6. It is argued that the use of transgenic crops endangers the survival of traditional crop varieties and of the practices involved in cultivating them. Such replacement is a property of any modern crop variety, and it has nothing to do with transgenic varieties per se. India’s excellent National Bureau on Plant Genetic Resources does a fine job of preserving traditional varieties in the country. It cannot be expected that farmers should continue growing low-yielding strains of crops to preserve them unless the farmers are subsidized for doing so. In other words, one can’t prop up sustainability on the backs of poor farmers.
[g]iven these scientific findings, there is a moral imperative to make the benefits of GE technology available on a larger scale to poor and vulnerable populations who want them and on terms that will enable them to raise their standards of living, improve their health and protect their environments.

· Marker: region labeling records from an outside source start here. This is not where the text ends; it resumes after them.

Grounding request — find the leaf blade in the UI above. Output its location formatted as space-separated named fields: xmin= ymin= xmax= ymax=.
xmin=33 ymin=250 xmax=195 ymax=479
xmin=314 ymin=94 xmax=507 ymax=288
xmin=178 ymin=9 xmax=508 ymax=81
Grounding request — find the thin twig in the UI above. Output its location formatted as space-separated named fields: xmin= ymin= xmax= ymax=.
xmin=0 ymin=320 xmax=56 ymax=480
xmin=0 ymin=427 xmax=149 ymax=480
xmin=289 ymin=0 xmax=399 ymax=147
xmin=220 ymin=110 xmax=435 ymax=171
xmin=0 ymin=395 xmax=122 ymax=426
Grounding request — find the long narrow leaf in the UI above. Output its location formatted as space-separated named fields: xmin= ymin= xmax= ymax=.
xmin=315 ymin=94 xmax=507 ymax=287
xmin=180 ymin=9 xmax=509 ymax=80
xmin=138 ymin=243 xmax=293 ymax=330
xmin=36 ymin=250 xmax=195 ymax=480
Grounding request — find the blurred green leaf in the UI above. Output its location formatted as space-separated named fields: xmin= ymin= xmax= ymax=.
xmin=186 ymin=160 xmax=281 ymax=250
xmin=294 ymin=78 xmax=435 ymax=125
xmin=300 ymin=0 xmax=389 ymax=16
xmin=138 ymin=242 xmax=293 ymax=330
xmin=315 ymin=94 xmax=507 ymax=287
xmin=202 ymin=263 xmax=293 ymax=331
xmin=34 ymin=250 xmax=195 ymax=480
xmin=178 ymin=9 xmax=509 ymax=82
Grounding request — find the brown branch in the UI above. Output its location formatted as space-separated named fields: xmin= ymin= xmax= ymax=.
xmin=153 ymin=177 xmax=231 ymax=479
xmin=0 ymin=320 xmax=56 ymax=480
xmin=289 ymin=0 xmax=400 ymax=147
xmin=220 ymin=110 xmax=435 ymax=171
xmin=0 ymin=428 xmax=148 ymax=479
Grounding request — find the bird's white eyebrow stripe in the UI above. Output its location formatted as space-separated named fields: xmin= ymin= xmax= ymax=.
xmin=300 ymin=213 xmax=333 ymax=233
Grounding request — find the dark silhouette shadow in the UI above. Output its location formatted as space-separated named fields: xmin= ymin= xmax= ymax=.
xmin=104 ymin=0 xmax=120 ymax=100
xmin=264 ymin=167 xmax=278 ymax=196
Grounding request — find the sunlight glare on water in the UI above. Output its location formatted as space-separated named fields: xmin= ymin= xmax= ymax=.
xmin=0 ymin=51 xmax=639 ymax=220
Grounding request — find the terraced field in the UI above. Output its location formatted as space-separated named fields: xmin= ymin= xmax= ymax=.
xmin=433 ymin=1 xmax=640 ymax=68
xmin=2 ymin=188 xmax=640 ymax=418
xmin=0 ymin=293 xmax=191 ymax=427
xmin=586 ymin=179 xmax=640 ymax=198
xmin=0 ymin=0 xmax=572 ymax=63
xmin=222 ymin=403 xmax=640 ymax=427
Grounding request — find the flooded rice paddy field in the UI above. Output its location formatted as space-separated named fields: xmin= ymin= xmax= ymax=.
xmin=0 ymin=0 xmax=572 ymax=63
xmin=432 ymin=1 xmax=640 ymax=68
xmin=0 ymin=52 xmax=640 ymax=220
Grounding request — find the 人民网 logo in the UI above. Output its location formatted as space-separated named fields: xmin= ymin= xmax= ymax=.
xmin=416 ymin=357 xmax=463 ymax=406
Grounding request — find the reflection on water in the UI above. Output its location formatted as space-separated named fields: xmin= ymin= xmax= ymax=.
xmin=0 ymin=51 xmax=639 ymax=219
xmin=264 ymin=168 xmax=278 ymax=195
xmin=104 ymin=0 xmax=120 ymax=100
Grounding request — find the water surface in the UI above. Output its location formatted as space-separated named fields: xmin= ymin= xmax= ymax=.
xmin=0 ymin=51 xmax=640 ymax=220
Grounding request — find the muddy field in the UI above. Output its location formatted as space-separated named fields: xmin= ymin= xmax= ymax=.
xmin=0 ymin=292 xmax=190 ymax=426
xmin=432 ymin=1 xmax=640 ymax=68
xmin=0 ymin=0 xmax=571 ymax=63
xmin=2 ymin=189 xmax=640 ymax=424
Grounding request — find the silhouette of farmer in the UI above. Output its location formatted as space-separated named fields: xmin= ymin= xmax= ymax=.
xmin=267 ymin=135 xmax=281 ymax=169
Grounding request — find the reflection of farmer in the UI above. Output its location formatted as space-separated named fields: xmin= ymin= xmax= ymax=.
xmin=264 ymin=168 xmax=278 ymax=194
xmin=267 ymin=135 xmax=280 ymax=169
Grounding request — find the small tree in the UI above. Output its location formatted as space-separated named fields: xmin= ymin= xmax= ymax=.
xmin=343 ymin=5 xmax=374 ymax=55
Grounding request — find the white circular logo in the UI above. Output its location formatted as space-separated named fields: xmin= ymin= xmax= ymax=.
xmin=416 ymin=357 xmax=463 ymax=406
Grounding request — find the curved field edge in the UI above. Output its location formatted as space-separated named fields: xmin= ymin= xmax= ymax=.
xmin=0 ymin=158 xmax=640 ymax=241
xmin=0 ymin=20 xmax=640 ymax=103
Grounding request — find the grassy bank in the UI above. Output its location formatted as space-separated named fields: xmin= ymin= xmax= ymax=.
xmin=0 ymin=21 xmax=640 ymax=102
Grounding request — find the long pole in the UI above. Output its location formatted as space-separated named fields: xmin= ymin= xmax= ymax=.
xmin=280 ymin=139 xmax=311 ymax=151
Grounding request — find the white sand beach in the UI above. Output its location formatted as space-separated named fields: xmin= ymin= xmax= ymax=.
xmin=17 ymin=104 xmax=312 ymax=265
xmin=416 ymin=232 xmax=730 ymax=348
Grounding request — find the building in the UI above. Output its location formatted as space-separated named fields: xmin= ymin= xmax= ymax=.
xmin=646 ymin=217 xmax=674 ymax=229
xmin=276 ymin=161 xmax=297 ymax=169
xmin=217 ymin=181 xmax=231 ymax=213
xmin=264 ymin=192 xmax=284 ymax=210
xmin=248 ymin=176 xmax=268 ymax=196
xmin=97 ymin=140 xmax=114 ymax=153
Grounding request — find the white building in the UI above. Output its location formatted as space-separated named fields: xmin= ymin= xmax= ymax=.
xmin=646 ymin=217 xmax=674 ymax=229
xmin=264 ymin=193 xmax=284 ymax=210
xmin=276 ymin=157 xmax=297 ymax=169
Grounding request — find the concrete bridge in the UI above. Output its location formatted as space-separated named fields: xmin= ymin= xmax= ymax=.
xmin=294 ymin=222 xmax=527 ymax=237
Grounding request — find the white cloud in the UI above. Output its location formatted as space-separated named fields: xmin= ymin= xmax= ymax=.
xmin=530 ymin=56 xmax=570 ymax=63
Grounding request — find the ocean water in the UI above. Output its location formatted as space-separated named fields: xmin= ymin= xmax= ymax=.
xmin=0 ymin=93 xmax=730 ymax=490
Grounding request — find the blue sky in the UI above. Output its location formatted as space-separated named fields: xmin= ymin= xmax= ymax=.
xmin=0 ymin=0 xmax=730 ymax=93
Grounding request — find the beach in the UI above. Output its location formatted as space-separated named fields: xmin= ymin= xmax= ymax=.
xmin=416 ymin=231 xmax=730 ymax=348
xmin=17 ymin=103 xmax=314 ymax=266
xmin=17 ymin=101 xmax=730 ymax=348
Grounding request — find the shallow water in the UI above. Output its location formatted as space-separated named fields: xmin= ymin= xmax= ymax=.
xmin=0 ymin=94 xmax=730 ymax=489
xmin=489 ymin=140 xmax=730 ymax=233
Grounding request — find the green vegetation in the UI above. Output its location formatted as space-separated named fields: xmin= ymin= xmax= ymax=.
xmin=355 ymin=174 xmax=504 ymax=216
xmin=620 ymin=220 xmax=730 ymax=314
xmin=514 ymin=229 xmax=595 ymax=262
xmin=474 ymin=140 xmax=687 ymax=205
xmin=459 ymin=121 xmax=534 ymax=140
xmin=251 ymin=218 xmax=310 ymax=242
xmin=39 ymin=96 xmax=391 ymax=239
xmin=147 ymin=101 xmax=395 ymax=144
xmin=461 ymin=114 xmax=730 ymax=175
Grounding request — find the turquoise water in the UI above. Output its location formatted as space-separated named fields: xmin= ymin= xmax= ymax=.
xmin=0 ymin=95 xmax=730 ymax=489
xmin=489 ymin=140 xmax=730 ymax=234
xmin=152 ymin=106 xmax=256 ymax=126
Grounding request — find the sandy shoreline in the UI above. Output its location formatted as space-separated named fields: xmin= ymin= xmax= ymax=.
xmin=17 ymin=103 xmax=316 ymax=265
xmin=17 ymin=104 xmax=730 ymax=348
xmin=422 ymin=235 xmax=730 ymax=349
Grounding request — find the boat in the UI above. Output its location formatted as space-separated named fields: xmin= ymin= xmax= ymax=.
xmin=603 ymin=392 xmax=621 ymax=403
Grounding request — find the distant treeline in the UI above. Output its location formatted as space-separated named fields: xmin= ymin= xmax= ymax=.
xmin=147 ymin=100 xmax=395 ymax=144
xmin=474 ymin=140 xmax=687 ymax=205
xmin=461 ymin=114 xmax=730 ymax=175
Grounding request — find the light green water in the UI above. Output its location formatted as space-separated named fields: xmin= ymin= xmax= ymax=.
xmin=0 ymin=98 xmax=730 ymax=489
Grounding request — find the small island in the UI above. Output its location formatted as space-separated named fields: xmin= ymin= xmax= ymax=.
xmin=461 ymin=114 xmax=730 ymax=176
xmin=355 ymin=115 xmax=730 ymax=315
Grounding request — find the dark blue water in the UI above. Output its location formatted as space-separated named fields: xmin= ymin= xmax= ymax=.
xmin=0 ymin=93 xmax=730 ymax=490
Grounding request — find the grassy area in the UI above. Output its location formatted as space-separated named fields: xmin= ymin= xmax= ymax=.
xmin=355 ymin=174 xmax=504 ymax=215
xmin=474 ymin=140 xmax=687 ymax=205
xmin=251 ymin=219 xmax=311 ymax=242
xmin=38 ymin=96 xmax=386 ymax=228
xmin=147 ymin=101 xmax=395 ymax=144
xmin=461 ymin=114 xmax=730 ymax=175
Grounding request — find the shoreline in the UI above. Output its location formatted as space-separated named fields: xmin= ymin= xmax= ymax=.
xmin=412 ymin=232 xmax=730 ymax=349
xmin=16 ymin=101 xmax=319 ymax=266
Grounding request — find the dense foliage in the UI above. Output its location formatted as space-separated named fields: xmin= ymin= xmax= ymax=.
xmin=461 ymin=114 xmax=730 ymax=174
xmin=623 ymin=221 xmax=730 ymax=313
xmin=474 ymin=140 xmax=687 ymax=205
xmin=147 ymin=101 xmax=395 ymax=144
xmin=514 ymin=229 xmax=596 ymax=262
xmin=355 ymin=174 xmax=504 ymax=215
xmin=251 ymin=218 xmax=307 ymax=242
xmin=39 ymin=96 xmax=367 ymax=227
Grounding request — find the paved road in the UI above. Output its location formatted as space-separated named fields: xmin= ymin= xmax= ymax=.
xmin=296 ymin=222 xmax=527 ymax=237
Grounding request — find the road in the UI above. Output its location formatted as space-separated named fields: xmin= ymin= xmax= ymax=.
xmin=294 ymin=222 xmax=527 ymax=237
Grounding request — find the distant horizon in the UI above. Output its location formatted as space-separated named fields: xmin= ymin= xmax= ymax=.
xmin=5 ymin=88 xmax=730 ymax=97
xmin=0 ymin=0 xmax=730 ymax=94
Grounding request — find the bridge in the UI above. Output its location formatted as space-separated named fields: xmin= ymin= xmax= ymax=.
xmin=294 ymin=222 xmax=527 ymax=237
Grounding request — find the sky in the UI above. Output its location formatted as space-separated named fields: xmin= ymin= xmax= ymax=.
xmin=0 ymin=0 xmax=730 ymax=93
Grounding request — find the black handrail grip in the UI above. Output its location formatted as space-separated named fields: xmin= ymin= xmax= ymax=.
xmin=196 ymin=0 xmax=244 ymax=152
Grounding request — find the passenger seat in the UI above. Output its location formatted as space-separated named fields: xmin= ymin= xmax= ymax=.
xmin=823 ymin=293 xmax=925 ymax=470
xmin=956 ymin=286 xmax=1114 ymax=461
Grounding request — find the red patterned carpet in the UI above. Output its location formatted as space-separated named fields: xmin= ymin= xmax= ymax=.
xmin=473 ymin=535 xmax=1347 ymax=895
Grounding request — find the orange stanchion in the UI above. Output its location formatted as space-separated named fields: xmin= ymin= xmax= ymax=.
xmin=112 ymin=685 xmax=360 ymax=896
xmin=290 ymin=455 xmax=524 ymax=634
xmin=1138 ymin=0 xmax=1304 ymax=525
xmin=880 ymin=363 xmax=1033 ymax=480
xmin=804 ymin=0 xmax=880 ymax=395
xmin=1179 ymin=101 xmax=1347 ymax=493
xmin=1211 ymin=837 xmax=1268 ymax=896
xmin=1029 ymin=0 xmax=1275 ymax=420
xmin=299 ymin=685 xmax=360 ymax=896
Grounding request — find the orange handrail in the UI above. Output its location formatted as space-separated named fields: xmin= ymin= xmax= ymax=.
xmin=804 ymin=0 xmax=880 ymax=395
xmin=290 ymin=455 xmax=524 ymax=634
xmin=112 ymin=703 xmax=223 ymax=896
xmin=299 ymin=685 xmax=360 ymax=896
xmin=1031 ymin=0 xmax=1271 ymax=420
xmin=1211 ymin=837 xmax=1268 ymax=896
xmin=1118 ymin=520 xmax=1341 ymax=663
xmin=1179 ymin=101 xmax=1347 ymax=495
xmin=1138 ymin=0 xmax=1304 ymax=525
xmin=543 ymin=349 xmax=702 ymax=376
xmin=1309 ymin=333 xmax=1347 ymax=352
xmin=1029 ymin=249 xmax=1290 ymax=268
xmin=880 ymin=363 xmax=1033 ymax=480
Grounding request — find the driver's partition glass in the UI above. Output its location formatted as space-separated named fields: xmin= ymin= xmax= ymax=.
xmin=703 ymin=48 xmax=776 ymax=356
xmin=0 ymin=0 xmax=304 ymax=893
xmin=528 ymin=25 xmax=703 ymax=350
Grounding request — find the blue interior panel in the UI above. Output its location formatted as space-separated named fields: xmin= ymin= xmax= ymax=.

§159: Faith and science: "Though faith is above reason, there can never be any real discrepancy between faith and reason. Since the same God who reveals mysteries and infuses faith has bestowed the light of reason on the human mind, God cannot deny himself, nor can truth ever contradict truth." "Consequently, methodical research in all branches of knowledge, provided it is carried out in a truly scientific manner and does not override moral laws, can never conflict with the faith, because the things of the world and the things of faith derive from the same God. The humble and persevering investigator of the secrets of nature is being led, as it were, by the hand of God in spite of himself, for it is God, the conserver of all things, who made them what they are."
UPDATE: A reader commented on the inclusion of biotechnology in the Compendium of the Social Doctrine of the Church. This is indeed an important piece to the story. The relevant sections of the Compendium are 472 to 480 and they do indeed echo what has been noted above. Here's one example:
473. The Christian vision of creation makes a positive judgment on the acceptability of human intervention in nature, which also includes other living beings, and at the same time makes a strong appeal for responsibility. In effect, nature is not a sacred or divine reality that man must leave alone. Rather, it is a gift offered by the Creator to the human community, entrusted to the intelligence and moral responsibility of men and women. For this reason the human person does not commit an illicit act when, out of respect for the order, beauty and usefulness of individual living beings and their function in the ecosystem, he intervenes by modifying some of their characteristics or properties. Human interventions that damage living beings or the natural environment deserve condemnation, while those that improve them are praiseworthy. The acceptability of the use of biological and biogenetic techniques is only one part of the ethical problem: as with every human behaviour, it is also necessary to evaluate accurately the real benefits as well as the possible consequences in terms of risks. In the realm of technological-scientific interventions that have forceful and widespread impact on living organisms, with the possibility of significant long-term repercussions, it is unacceptable to act lightly or irresponsibly.